Our Roadmap

Zektra — The ZK Compute Factory for Private Model Training.

Zektra Roadmap

Phase 1 — Foundation of the ZK Compute Factory

Goal: Build the core cryptographic and compute infrastructure.

  • Deploy core modules: Homomorphic Encryption Layer, ZK Training Prover, Data Privacy Sandbox

  • Release SDK for encrypted model training jobs

  • Onboard early node operators for encrypted compute validation

  • Integrate basic model frameworks (Regression, CNNs, Transformers)

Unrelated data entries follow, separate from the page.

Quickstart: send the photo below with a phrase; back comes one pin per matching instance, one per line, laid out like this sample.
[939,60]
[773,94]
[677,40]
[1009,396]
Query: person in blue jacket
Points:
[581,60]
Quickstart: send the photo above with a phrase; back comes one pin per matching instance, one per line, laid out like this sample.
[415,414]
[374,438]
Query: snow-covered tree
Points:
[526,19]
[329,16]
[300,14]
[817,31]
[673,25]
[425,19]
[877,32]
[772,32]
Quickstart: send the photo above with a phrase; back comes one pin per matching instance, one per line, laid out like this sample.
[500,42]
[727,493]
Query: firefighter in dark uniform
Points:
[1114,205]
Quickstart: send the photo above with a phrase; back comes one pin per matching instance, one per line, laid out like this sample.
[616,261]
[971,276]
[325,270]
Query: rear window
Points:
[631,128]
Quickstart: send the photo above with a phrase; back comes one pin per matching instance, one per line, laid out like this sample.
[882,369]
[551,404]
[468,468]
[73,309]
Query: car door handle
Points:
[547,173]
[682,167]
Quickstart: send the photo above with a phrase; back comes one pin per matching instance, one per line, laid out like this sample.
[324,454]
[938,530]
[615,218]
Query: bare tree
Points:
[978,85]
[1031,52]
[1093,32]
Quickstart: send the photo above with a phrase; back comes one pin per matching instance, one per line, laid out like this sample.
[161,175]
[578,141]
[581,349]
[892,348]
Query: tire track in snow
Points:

  • Publish open documentation + academic technical report

  • Community incentives for stress-testing encrypted compute pipelines

Outcome: A fully functioning test network where users can train AI models on private data without exposing raw datasets.

Phase 2 — Encrypted Compute Network Expansion

Goal: Scale the decentralized compute mesh and enable marketplace activity.

  • Launch Zektra Testnet V1

  • Introduce dual staking system:

    • Compute Stakers: provide encrypted compute nodes

    • Security Stakers: stake ZEKTRA to verify ZK proofs

  • Add multi-framework training support (PyTorch, TensorFlow, JAX)

  • Enable encrypted dataset uploads with multi-party data ownership

  • Deploy cross-chain bridges to Ethereum L1 + major L2s

  • Begin data provider onboarding (healthcare orgs, financial firms, quant funds)

Outcome: A decentralized private AI compute layer capable of handling production-level encrypted training tasks.

Phase 3 — The Private AI Marketplace

Goal: Turn Zektra into the world’s first encrypted data-driven AI marketplace.

  • Launch Zektra AI Marketplace for buying/selling ZK-verified model outputs

  • Launch Zektra Mainnet V1

  • Monetization modules for data owners—earn from model training without revealing data

  • Introduce “ZK Trust Score” for compute nodes & model correctness

  • Support collaborative encrypted model training (federated + homomorphic hybrid)

  • Expand privacy tooling: secure inference, encrypted fine-tuning, private RL

  • Partnerships with Web2 & Web3 enterprises for privacy-preserving AI contracts

Outcome: A thriving ecosystem where private data becomes a revenue-generating digital asset.

Phase 4 — Autonomous ZK Training Economy

Goal: Full autonomy, global scale, and universal encrypted AI compute.

  • Launch Zektra DAO for governance and protocol upgrades

  • Introduce self-optimizing encrypted compute clusters

  • Cross-chain deployment across modular rollups / AI-optimized subnets

  • Privacy-preserving autonomous agents using encrypted on-chain training

  • Real-world integrations: hospitals, trading systems, government data labs

  • Advanced privacy primitives: lattice-proof acceleration, FHE-optimized ASICs

  • Global ZK Training Network capable of scaling to millions of encrypted jobs

Outcome: Zektra becomes the world’s default engine for training AI on sensitive data—fully private, mathematically verified, and decentralized.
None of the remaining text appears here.